In der Krise 2008 verloren Millionen von Amerikanern ihren Job und ihren Lebensunterhalt. Bei der fehlenden sozialen Abfederung des minimalistischen amerikanischen Sozialstaates fallen solche Leute rascher in die Armut und können leichter radikalisiert werden. Die Schere zwischen Armen und Reichen in den USA ist größer als je zuvor. Ein Prozent der Amerikaner nehmen heute 25Prozent des nationalen Einkommens in Anspruch, zu Ronald Reagans Zeiten waren es noch zehn Prozent!

Die Arbeitslosigkeit war 2009 über zehn Prozent und lag zum Zeitpunkt der Halbzeitwahlen immer noch bei 9,5Prozent. Millionen Leute haben in der gewaltigen Immobilienblase ihre Häuser verloren. Weitere zwei Millionen sitzen in Häusern, deren Hypotheken weit höher sind als der Marktwert der Gebäude selbst.

Das Land macht jedes Jahr Milliarden neuer Schulden. Obama wird der Trillionenschuldenberg zur Last gelegt und nicht etwa der Vorgängerregierung von George W. Bush, die durch die sündteuren Kriege im Irak und in Afghanistan und durch die Rettungsaktion für die Wall Street im Krisenjahr 2008, erst die Grundlage für den Volkszorn gegen die „Rettung der Reichen“ schuf. Obama stolperte in diese Wirtschaftskrise und wird dafür als Präsident verantwortlich gemacht.

„Regierung ist das Problem“

Das „Programm“ der Tea Party lässt sich auf „niedrigere Steuern, weniger Regierung, mehr Freiheit“ reduzieren. Es ist also vorauszusehen, dass die Steuersenkungen der Bush-Regierung für die Reichsten des Landes, die mit Jahresende auslaufen, vom neuen Kongress verlängert werden und die von Obama vorgesehenen Steuererhöhungen für Einkommen mit über 250.000Dollar im Jahr nicht vom neuen Kongress toleriert werden.

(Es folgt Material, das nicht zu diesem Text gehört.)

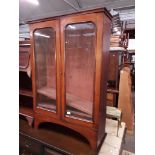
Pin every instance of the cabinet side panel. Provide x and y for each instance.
(104, 75)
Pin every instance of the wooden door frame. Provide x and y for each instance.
(82, 18)
(40, 25)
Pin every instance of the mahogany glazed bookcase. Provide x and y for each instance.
(69, 72)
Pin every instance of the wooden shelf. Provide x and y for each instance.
(72, 100)
(47, 91)
(26, 111)
(26, 92)
(112, 91)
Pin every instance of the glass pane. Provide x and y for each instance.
(45, 68)
(80, 69)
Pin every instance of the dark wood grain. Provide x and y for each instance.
(80, 74)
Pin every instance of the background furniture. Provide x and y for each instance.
(70, 55)
(25, 83)
(125, 99)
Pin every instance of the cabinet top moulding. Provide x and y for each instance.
(103, 9)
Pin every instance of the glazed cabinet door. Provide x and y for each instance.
(45, 43)
(78, 45)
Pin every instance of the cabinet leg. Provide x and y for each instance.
(36, 124)
(30, 121)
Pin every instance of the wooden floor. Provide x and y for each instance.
(124, 152)
(112, 144)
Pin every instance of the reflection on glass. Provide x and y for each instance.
(80, 69)
(45, 68)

Wie mit massiven Steuersenkungen ausgeglichene Jahreshaushalte in Washington erzielt werden sollten, hat noch kein Kandidat der Tea Party schlüssig erklärt.

„Weniger Regierung und mehr Freiheit“ soll den Rückzug der Regierenden in Washington aus vielen politischen Bereichen bedeuten. Diese Forderung geht auf Reagans berühmten Sager von 1981 zurück: „Die Regierung ist nicht die Lösung unserer Probleme, die Regierung ist unser Problem.“ So wollte Sharron Angle in Nevada, die Senatsführer Harry Read in Nevada unterlag, gleich das Energie- und Unterrichtsministerium abschaffen. Obamas Gesundheitsreform, Einwanderungs- und Umweltpolitik sind für die Tea-Party-Anhänger sowieso untragbar.

Bereit zu Kompromissen?

Für viele Tea-Party-Anhänger, die die amerikanische Verfassung als von Gott inspiriert sehen, ist vor allem der Aktivismus liberaler Höchstrichter in sozialen Fragen ein Hauptproblem. An der von den Gründervätern geschaffenen Verfassung wollen sie keinen Beistrich geändert sehen. Überhaupt haben sie es mit der amerikanischen Geschichte, deren skeptische Interpretation durch liberale Historiker sie als Fälschung, Blasphemie und Verschwörung brandmarken.

Die große Frage wird sein, ob die nun gewählten Tea-Party-Leute ihren Zorn bändigen können und sie kompromissbereit an die politische Arbeit gehen wollen. Dann müssten sie aber über die inkohärenten Einzelinteressen einer Graswurzelbewegung hinausgehen, um mehr zu werden als nur ein Strohfeuer: nämlich eine neue, dritte Partei mit gestalterischem Potenzial.